Kirstin focussed on the Zeppelin raids over York which took place on 2nd and 3rd May 1916, causing 9 fatalities. Her school, Millthorpe, has worked this year with The Mount School York and Clement Hall Local History Group to commemorate the centenary of the raid, you can find out more about it here: https://www.historypin.org/en/zeppelin-raid-on-york-2-may-2016/geo/53.951026,-1.088843,10/bounds/53.718442,-1.313376,54.18232,-0.86431
Angus drew on his extensive naval knowledge to focus on the Battle of Jutland, the only major sea battle of the First World War. Angus also spent an incredible amount of time making perfect handmade models of some of the battleships, battlecruisers and other naval vessels that participated in the battle. These really do have to be seen to be believed!
Angus said: “My particular strengths were the historical events of the naval Battle of Jutland. I concentrated and used my artistic skills to design, from the ships plans, some of the battleships of Britain and Germany that were present at the battle. They were all hand drawn and made and feature a brief account of the factual information for each ship. I am proud and honoured to be part of this project and I hope the visitors enjoy the exhibit.”
Alice and Ellen went to York Archives and worked with the local newspapers of 1916. They have made a fascinating resource that compares the events of 1916 with how they were being reported in the city. The differences are striking. At the same time, other students from Bootham School searched their school archives to uncover the story of conscientious objectors as a result of the 1916 Conscription Act, and further archival work was done by students from Manor CE Academy. They looked at back issues of the Rowntree Factory magazine, ‘The Cocoa Works’, and have brought new stories to light. Pietra and Martha from The Mount School put together a large map of the fighting in 1916, indicating where British soldiers were engaged, and wrote up stories of people whose lives were cut short in 1916 in the various theatres of war. Meanwhile, students from Eskdale School near Whitby researched the impact of the War on the port and York High students brought detailed work on the local Acomb memorial to share at the exhibition.

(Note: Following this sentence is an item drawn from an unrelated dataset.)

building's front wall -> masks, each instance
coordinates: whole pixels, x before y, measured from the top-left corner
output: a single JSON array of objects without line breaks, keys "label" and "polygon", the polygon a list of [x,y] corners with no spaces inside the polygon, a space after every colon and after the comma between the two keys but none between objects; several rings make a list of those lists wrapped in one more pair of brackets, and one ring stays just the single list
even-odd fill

This has been a truly collaborative effort that has also helped local teachers improve their knowledge of the period. Through this exhibition, we expect the students to exceed their 110 people target by an unbelievable margin. They reached it in the first hour of the display being open and thousands more will visit over the summer. The exhibition is in the community room at York’s Castle museum and we encourage you to go and see it if you are in York this summer.